Thermoregulation beim Laufen in der Kälte

Bei Kälte reduziert der Körper die Wärmeabgabe, indem er verstärkt den Körperkern – dort sitzen die lebenswichtigen Organe – und weniger die Haut und die Extremitäten durchblutet.

Muss der Körper jedoch verstärkt einschreiten, um die Körpertemperatur zu regulieren, erhöhen sich auch Herzschlag und Blutdruck. Das wiederum kurbelt den Stoffwechsel an und kostet Energie. Für einen Läufer heißt dies, dass die Herzfrequenz bei extrem niedrigen Temperaturen bei gleichem Tempo deutlich über dem Normalwert liegt.

Wer mit einer Pulsuhr trainiert ist, sollte seinen angezeigten Puls im Display also relativieren und ihm nicht zu viel Bedeutung beimessen. Gegebenenfalls sollten Sie Ihren Zielpuls bei Kälte ein wenig nach unten korrigieren. Ansonsten hilft es immer noch, auf seinen Atemrhythmus und sein Gefühl zu vertrauen.

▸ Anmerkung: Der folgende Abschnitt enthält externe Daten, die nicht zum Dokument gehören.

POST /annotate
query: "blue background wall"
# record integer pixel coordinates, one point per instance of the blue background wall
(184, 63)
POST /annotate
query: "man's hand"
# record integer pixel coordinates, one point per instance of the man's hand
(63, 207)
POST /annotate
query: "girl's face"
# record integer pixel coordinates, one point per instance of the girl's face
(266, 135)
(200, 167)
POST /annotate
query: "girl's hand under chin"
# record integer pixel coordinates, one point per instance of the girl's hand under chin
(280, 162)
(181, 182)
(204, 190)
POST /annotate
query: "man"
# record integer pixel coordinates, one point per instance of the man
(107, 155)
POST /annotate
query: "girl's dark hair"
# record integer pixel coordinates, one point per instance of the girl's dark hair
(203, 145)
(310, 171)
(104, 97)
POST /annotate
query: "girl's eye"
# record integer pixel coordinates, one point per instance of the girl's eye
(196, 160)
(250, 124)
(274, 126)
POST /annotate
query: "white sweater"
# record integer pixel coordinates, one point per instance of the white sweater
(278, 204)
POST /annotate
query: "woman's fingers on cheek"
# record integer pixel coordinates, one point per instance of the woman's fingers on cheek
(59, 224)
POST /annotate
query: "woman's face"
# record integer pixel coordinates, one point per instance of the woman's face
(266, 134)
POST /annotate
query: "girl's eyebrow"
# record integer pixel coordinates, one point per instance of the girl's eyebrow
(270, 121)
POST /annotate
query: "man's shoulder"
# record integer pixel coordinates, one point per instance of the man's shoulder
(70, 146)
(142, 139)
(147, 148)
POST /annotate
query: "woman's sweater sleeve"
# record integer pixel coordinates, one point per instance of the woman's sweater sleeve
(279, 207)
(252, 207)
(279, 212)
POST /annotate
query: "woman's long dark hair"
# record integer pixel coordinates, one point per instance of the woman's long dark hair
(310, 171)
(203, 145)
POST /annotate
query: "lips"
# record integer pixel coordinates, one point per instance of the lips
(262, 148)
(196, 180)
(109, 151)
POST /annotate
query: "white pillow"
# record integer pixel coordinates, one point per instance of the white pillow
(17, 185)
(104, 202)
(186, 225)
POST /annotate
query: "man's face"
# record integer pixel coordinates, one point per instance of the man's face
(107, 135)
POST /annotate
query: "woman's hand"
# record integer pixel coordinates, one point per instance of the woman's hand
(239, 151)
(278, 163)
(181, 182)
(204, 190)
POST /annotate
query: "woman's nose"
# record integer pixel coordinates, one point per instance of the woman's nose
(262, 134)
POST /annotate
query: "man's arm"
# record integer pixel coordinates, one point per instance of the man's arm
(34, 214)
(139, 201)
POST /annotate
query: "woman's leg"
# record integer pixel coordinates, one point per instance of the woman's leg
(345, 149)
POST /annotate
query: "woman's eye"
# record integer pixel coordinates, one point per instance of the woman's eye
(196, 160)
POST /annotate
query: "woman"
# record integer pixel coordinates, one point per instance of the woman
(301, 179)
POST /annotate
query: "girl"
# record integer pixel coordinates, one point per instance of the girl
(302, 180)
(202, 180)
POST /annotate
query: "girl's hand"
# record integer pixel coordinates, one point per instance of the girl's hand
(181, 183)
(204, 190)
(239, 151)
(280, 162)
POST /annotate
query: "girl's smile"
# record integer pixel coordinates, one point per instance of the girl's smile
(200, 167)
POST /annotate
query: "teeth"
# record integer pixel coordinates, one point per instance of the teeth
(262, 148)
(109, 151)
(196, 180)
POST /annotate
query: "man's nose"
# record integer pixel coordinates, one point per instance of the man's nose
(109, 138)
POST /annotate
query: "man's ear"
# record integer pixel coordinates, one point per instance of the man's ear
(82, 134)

Laufen bei Kälte: Langsam laufen, Grundlagen schaffen

Laufen Sie auch bei leichten Minusgraden weiter – natürlich entsprechend angezogen (Stichwort: Zwiebelprinzip). Grundlagenläufe kann man auch bei Schnee und Eis häufig noch gut absolvieren. So trainieren Sie auch im Winter die konditionellen Grundlagen und sammeln wertvolle Trainingskilometer. Dadurch müssen Sie im Frühjahr nicht bei null starten. Außerdem stärkt die Herz-Kreislauf-Belastung Ihr Immunsystem.

Lösen Sie sich jedoch von dem Gedanken, mindestens einmal in der Woche einen Intervall- oder Tempodauerlauf machen zu müssen. Bei großer Kälte, Schnee und Eis ist das Verletzungsrisiko einfach zu groß. Wer darauf trotzdem nicht verzichten möchte, sollte sich ausgiebig warmlaufen oder aber sein Pensum auf dem Laufband oder in der Halle abspulen.